I found this uprooted tree in a parking lot, under an overpass in Hell’s Kitchen, NYC. Nearby were empty sleeping bags, bottles and debris,  and I was moved to drag this tree into my studio and cover it in felt, rubbing it head to toe, trunk and root, in hot soap to matte the wool fibers around its cold corpse and then I placed it back to where it lay.  Years later, watching  “In the Cut” by Jane Campion…I recognized it in the titles intro,  it made a blurry cameo appearance.  This is not a place of pedestrian traffic, but someone had seen it and was moved to film it, and that’s the kind of clue I love that something binds us together in this great big messy world.

 

Manifesto 1999

                                             by Madelon Galland, December 13, 1999

The changes we have witnessed in this century promise to evolve at an even greater speed as the volume of the world collapses under the reach of globalization and technological herding. Under the acceleration of commodification in late capitalism, in which all forms of opposition are absorbed, co-opted and commodified to the point of dissolution, we stand at the brink of the 21st century; dispossessed of any authenticity, integrity, power or even recourse to the “self”. The disparity created when care has been assigned an exchange value, when productivity and net worth stand as the guage of human accomplishment, and distance masks itself as proximity, magnifies the fact of our impotence and alienation.  Co-opted as we are by the roles we play for our survival, the self reveals itself as merely a fractured lineage of imposters, each catering to the specified expectation of roles imposed from without: daughter, sister, worker, boss, taxpayer, consumer, teacher, student, friend, lover, patient, client, neighbor, landlord, tenant, victim, perpetrator, biological being, thinking being, doing being, artist.

Art must resonate with the discord of being. Art should reek of the agitation from which it arises. The dilemma of permissiveness in art at this time in history proves how capitalism has been reified in the individual, making all radical gestures mute. We have been robbed of the illusion of originality, and integrity has become obsolete. How do we proceed when there is no edge to push against? We proceed by investigation, by the humble awareness and full immersion into this disparity.
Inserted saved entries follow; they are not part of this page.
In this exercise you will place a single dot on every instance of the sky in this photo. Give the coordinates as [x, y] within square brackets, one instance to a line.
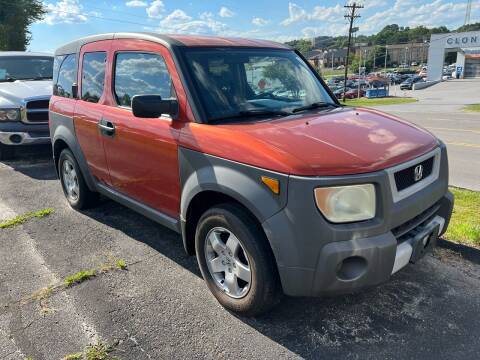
[279, 20]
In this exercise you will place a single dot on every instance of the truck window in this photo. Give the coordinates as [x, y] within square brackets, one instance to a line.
[141, 74]
[67, 76]
[93, 76]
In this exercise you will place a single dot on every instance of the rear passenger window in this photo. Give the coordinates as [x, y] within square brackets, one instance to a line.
[67, 75]
[141, 74]
[93, 76]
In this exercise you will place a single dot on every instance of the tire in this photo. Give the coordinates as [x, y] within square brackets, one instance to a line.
[74, 187]
[6, 152]
[252, 298]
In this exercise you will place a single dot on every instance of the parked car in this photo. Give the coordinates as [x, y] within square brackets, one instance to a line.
[408, 84]
[25, 89]
[274, 194]
[353, 93]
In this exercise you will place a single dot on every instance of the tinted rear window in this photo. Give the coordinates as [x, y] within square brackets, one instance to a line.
[67, 76]
[141, 74]
[93, 76]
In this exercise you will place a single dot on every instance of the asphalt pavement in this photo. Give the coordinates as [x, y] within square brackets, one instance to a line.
[439, 110]
[160, 308]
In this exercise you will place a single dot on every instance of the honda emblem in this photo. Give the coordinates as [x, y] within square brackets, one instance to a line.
[418, 173]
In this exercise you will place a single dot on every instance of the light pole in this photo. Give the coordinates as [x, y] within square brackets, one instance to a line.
[364, 60]
[386, 55]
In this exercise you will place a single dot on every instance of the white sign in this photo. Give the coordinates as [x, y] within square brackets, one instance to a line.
[470, 40]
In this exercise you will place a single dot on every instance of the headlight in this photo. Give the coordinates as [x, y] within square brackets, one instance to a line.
[340, 204]
[9, 114]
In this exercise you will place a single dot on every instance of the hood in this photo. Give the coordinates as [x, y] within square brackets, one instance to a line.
[338, 142]
[13, 93]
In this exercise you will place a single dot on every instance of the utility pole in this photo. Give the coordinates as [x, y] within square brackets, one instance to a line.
[351, 15]
[386, 55]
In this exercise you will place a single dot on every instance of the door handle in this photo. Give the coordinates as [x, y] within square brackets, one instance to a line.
[106, 127]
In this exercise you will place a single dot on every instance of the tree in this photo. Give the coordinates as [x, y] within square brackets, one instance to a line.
[15, 19]
[469, 27]
[301, 45]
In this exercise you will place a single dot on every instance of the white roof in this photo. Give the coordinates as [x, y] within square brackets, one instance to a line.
[23, 53]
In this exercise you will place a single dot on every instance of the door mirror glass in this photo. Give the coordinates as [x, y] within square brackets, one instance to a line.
[152, 106]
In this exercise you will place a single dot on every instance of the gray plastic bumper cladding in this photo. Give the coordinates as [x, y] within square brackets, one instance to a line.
[316, 257]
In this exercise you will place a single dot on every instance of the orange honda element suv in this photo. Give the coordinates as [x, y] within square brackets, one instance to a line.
[239, 146]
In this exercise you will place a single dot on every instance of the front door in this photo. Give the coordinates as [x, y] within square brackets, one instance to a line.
[91, 106]
[142, 153]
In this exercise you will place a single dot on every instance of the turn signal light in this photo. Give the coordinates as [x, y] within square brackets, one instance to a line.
[273, 184]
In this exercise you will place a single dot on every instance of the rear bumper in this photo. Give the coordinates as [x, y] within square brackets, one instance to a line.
[23, 138]
[317, 258]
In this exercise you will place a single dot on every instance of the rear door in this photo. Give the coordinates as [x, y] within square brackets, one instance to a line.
[91, 106]
[142, 154]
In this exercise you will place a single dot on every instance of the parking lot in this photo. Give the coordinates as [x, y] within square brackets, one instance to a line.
[439, 110]
[160, 307]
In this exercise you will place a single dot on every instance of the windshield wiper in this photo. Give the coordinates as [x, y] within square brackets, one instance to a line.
[314, 105]
[37, 78]
[8, 79]
[247, 113]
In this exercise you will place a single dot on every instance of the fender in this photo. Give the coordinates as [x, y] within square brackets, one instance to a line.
[62, 128]
[202, 172]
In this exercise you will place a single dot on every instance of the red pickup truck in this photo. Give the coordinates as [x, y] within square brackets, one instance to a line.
[239, 146]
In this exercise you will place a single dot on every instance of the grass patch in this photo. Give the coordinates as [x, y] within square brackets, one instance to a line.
[465, 222]
[98, 351]
[121, 264]
[378, 101]
[42, 296]
[20, 219]
[472, 107]
[79, 277]
[76, 356]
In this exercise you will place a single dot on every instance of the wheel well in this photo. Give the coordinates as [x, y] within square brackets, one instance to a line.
[197, 207]
[57, 149]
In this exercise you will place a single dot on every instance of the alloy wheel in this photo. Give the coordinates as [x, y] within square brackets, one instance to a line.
[228, 262]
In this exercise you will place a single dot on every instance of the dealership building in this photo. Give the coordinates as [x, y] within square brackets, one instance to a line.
[467, 47]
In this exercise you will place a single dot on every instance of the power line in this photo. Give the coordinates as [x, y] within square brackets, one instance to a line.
[351, 16]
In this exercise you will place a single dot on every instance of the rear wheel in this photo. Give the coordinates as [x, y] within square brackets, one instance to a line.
[236, 260]
[74, 187]
[6, 152]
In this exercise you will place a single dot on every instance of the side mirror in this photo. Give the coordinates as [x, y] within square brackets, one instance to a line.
[151, 106]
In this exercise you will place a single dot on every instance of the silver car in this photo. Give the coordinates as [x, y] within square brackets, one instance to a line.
[25, 90]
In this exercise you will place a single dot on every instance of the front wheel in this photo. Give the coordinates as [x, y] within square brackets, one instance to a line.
[236, 261]
[74, 187]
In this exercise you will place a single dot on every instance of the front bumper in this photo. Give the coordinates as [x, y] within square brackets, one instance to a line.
[317, 258]
[19, 133]
[23, 138]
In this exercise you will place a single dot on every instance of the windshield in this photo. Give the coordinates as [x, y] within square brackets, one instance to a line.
[236, 83]
[25, 68]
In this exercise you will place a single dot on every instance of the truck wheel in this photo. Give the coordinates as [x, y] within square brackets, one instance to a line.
[6, 152]
[236, 260]
[76, 191]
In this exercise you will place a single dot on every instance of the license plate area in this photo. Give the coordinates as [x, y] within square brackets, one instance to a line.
[424, 242]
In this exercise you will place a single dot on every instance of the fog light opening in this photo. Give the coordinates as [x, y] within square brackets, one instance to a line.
[16, 139]
[352, 268]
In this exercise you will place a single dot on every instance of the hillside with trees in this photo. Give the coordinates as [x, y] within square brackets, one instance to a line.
[390, 34]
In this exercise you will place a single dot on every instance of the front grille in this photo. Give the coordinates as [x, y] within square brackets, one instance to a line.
[37, 104]
[406, 177]
[409, 228]
[37, 111]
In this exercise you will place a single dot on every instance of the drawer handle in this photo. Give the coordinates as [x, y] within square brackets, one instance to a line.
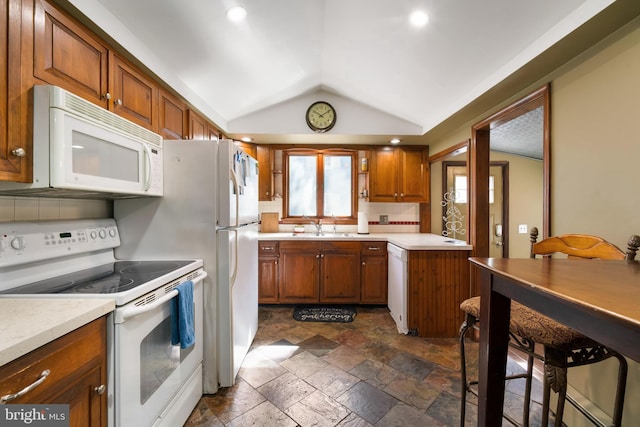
[9, 397]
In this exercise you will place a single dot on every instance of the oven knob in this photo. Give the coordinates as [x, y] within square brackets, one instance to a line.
[17, 243]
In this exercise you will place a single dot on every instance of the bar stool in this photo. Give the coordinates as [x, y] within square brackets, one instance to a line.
[563, 347]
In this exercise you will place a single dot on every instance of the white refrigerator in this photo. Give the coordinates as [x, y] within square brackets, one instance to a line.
[209, 211]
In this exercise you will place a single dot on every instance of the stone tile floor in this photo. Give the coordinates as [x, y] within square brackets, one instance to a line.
[361, 373]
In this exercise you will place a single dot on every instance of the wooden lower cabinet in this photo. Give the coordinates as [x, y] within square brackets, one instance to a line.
[437, 282]
[340, 272]
[373, 275]
[326, 272]
[77, 365]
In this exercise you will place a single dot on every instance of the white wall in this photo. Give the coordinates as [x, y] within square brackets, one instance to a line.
[40, 209]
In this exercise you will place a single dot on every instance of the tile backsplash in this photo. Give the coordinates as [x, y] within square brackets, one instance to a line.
[40, 209]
Contradiction is unavoidable and should be itself appropriated to compound the fact of our dispossession.   Steeped in the residue of this theft we can imagine a space uninhabited by commodity colonialism, even if only by pointing to its absence. It is this absence that art should extend to the world , make both palpable and intangible, a boundless arena for contemplation and impenetrable to claims of ownership.